Embora se reconheça o uso de cartas como prática educacional de grande valor, o foco de interesse deste estudo se direcionou para a perspectiva intergeracional, com o objetivo de analisar as relações entre alunos de diferentes idades, as preocupações e expectativas que os cercam neste contexto, os resultados deste relacionamento como estimuladores à construção de uma convivência respeitosa, pautada em valores éticos e morais entre cidadãos de diferentes idades, resultados estes observados tanto na escolarização formal como no âmbito familiar e social de modo geral.
A aproximação de diferentes gerações, sobretudo entre jovens e idosos, pode promover e favorecer o crescimento emocional de ambos, enfraquecendo os preconceitos e estimulando o desejo de viver plenamente a vida cultural e social.

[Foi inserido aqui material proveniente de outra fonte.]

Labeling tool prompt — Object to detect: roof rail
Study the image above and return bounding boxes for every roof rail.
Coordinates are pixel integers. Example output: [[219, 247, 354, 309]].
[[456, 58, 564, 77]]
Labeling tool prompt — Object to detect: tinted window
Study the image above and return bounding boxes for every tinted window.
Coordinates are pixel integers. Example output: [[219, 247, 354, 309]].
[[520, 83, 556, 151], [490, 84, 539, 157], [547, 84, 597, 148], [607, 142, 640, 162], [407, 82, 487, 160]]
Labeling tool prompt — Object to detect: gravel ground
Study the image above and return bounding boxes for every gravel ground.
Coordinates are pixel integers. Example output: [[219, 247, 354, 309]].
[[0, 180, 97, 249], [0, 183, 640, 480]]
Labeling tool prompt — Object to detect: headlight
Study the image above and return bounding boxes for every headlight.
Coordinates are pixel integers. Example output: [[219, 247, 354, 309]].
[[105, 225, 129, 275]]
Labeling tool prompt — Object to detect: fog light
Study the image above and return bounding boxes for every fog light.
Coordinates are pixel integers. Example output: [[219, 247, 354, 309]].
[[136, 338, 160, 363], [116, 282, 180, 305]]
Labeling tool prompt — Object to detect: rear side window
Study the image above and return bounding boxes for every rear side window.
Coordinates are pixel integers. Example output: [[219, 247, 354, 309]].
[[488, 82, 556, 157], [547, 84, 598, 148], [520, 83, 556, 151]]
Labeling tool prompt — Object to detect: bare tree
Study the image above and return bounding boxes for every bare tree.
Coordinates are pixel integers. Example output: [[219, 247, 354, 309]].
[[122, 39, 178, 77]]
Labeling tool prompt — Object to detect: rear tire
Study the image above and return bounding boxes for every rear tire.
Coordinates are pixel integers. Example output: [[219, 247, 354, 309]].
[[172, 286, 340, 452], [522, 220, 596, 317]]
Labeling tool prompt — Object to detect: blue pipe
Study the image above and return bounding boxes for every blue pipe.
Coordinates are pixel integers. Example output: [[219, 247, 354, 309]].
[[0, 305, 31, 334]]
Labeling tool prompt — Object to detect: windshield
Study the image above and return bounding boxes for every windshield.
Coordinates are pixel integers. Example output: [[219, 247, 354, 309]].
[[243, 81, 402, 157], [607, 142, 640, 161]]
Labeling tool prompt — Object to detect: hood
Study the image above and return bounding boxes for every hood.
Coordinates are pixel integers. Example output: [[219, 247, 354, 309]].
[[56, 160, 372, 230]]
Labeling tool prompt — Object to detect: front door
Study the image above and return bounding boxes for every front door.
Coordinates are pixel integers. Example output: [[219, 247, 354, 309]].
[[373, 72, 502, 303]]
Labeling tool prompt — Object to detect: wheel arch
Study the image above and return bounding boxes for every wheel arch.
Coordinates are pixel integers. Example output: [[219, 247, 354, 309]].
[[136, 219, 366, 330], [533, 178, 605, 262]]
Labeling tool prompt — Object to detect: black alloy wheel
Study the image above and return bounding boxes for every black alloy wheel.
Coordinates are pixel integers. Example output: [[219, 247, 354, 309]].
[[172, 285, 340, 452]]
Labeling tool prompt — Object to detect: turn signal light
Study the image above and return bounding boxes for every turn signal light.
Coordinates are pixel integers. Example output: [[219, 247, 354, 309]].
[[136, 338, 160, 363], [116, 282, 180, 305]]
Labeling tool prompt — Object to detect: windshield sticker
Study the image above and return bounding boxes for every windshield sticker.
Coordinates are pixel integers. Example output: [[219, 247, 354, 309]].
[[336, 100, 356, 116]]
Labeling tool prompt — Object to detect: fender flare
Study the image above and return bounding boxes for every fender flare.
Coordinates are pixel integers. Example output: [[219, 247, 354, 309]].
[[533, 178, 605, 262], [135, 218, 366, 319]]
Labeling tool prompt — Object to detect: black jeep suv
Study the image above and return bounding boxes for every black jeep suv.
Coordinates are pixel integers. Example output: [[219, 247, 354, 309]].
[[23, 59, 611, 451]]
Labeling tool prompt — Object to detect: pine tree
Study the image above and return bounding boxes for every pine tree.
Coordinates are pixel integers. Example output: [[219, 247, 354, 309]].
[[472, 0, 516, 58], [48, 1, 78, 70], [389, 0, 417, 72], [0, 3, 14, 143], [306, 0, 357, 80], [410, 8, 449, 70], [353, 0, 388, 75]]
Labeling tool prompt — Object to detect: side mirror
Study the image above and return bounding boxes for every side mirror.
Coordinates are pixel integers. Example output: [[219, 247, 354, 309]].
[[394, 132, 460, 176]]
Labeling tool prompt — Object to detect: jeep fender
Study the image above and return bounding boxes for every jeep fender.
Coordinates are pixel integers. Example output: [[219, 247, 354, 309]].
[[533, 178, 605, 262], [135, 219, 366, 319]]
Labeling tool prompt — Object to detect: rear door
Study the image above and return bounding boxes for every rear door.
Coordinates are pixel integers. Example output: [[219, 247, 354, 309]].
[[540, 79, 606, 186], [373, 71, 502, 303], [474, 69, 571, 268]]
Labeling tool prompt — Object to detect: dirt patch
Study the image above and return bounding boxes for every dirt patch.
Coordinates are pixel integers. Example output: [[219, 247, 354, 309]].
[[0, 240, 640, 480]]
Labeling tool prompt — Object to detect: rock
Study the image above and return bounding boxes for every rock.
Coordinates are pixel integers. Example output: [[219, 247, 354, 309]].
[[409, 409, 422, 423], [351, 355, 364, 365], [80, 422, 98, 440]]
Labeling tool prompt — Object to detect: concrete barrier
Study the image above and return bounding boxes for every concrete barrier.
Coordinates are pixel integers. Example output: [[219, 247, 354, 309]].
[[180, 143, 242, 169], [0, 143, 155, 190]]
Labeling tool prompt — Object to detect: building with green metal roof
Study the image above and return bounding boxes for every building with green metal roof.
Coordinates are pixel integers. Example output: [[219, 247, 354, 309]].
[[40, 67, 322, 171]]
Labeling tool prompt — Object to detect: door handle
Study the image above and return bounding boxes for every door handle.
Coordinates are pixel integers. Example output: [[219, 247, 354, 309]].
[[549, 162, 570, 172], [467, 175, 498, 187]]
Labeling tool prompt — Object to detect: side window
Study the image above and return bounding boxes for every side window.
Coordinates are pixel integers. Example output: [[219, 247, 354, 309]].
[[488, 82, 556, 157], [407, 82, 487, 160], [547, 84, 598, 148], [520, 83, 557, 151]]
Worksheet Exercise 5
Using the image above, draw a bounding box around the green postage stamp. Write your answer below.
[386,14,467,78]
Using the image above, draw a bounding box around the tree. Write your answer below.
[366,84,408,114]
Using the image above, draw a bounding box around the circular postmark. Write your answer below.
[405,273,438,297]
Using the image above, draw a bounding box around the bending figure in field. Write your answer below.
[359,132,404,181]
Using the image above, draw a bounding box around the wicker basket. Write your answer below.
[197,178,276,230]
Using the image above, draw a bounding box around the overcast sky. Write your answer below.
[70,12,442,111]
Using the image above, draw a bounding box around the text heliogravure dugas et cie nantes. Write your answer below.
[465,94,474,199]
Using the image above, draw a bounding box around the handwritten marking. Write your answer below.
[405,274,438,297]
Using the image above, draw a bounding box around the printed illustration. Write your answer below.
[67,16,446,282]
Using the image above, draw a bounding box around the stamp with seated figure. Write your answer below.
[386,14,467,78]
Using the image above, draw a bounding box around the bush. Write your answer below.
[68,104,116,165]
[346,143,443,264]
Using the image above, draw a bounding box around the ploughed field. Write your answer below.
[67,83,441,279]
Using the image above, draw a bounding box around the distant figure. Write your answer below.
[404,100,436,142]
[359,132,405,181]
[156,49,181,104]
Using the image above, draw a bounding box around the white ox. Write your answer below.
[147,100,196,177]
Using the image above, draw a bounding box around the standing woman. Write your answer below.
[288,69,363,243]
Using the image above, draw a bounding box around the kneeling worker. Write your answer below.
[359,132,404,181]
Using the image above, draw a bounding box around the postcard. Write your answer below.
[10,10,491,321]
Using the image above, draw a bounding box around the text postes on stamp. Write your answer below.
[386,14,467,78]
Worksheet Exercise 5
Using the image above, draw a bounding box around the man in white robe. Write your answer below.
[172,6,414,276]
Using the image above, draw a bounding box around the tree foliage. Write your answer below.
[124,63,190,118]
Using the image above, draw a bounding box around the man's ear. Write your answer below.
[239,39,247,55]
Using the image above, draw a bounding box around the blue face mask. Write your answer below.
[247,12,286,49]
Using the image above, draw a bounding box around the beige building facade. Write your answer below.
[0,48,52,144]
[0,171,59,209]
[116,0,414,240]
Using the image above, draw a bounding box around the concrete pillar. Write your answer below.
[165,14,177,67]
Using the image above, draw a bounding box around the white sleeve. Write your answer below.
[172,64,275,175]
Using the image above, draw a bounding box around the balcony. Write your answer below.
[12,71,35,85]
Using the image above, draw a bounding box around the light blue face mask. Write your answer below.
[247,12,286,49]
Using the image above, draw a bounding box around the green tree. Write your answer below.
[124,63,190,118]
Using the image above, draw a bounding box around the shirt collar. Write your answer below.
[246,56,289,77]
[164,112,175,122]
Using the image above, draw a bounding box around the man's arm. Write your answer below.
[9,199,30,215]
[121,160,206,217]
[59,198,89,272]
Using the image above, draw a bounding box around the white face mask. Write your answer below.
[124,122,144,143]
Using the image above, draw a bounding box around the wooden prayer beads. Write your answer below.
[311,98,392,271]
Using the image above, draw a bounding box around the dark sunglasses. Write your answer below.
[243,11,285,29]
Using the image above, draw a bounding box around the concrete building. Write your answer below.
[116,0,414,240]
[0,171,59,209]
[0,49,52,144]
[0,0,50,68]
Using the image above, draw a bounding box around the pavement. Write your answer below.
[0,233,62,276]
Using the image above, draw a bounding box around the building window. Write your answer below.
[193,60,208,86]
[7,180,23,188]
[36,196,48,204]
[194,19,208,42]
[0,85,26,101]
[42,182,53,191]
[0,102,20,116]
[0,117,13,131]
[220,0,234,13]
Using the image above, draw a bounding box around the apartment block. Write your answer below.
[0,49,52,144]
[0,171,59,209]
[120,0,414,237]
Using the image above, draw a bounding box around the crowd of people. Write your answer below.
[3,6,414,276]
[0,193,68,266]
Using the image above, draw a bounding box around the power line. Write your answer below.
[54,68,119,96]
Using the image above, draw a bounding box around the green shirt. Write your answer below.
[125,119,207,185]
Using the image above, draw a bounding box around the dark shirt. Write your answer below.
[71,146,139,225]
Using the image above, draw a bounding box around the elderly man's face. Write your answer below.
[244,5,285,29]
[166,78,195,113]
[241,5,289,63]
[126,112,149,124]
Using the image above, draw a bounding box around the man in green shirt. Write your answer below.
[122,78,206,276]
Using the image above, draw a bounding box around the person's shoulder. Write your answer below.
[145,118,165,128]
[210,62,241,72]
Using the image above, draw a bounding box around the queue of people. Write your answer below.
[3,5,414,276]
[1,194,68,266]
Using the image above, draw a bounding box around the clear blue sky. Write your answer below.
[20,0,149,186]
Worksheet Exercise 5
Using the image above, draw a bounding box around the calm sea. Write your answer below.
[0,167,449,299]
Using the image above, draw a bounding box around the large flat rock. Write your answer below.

A relevância dessa aproximação entre gerações tem implicações sociais e emocionais, que muitas vezes atuam como auxiliar para melhorar a autoestima (GOLDFARB e LOPES, 2006, p. 1.378).
A partir das reflexões apresentadas, e destacando o novo papel que se espera da escola na atualidade, torna-se perceptível o valor da vivência intergeracional, como no caso da experiência em pauta, que revela o significado da coeducação entre crianças e idosos, o que permitiu, por meio da realização de um processo diferenciado de comunicação por intermédio de cartas, desencadear novas formas de relacionamento e consciência em relação ao mundo em que vivem.
Desenvolvimento
A realização da atividade pedagógica vivenciada pelos sujeitos desta pesquisa, alunos de um dos Centros Educacionais do Serviço Social da Indústria de São Paulo (Sesi-SP), nos anos de 2008 e 2009, com a utilização de cartas como forma de comunicação, constituiu-se no fator desencadeador do estudo em pauta.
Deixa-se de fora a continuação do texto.